The bill passed the Senate 34-1 and the House 65-0.
“This bill provides critical relief for an industry that has been uniquely hard-hit by COVID-19 -- for some it will literally be the difference between surviving and closing," Sonia Riggs, president and CEO of the Colorado Restaurant Association, said in a statement Monday. "This is a big win for Colorado restaurants and for diners who want more options as we navigate reopening.”
House Bill 1427 asks voters in November to tax vaping products and ratchet up taxes on cigarettes to put more than $400 million annually into schools, health care programs and housing assistance over the next 2 1/2 years.
The bill passed the state Senate without amendments 20-13 on Monday. The measure asks voters to increase the per cigarette tax from 1 cent to 6.5 cents until July 1, 2024, then to 8 cents until July 1, 2027, and 10 cents per cigarette after that, among other changes.

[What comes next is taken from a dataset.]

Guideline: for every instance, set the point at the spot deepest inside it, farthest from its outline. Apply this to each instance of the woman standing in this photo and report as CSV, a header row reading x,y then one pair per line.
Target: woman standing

Similar legislation, also introduced at the end of last year's session, failed to pass.
The referred measure doesn't need the governor's signature.
The House on Monday approved Senate amendments and repassed House Bill 1415 on a 29-24 vote, providing whistleblower protections to those who see something and say something in public health emergencies.
The Senate passed the bill, introduced on Saturday, June 4, by a party-line 20-15 vote.
The proposal allows workers to file a complaint with the state Department of Labor before suing in district court.
Reinsurance to continue for five more years instead of one
The Senate agreed with House amendments on Senate Bill 215 and repassed the bill on a 21 to 12 vote. It was significantly amended by the House to lessen the hit on health insurers who would pay for the bulk of the state's reinsurance program. The Senate approved those changes and repassed the bill on a 21-12 vote.
While Sen. Dominick Moreno, a Commerce City Democrat, insisted that the bill's major opponents — the health insurers — are now neutral, Sen. Paul Lundeen, a Monument Republican, said "capitulation is not the same" as being neutral.
Paid sick leave
The Senate rejected House amendments on Senate Bill 205, the paid leave bill, sending it to a conference committee during the noon hour. The conference committee came back with a fairly substantial change: it dropped the exemption for businesses of 15 employees or less. That earned it the vote of Rep. Matt Gray, a Broomfield Democrat, who had voted against the bill last week because it did not cover 100% of the workforce.
Equity in marijuana licencing
The last piece of business: a conference committee on House Bill 1424, which deals with retail marijuana licenses. Senate members on the conference committee added language regarding amnesty for those with minor marijuana convictions, which led to a last-minute challenge from House Republicans who said the amendment did not fit under the bill's title and that the conference committee did not have permission to go beyond the scope of differences between the House and Senate versions. That challenge failed.
Nearly two hours after lawmakers had trooped down to the governor's office to notify him the General Assembly was done, the House adjourned.
"Sometimes we make history, and sometimes history makes us," Majority Leader Alec Garnett said in making the motion. "We rose to the occasion in this body; 2020 was a very challenging session."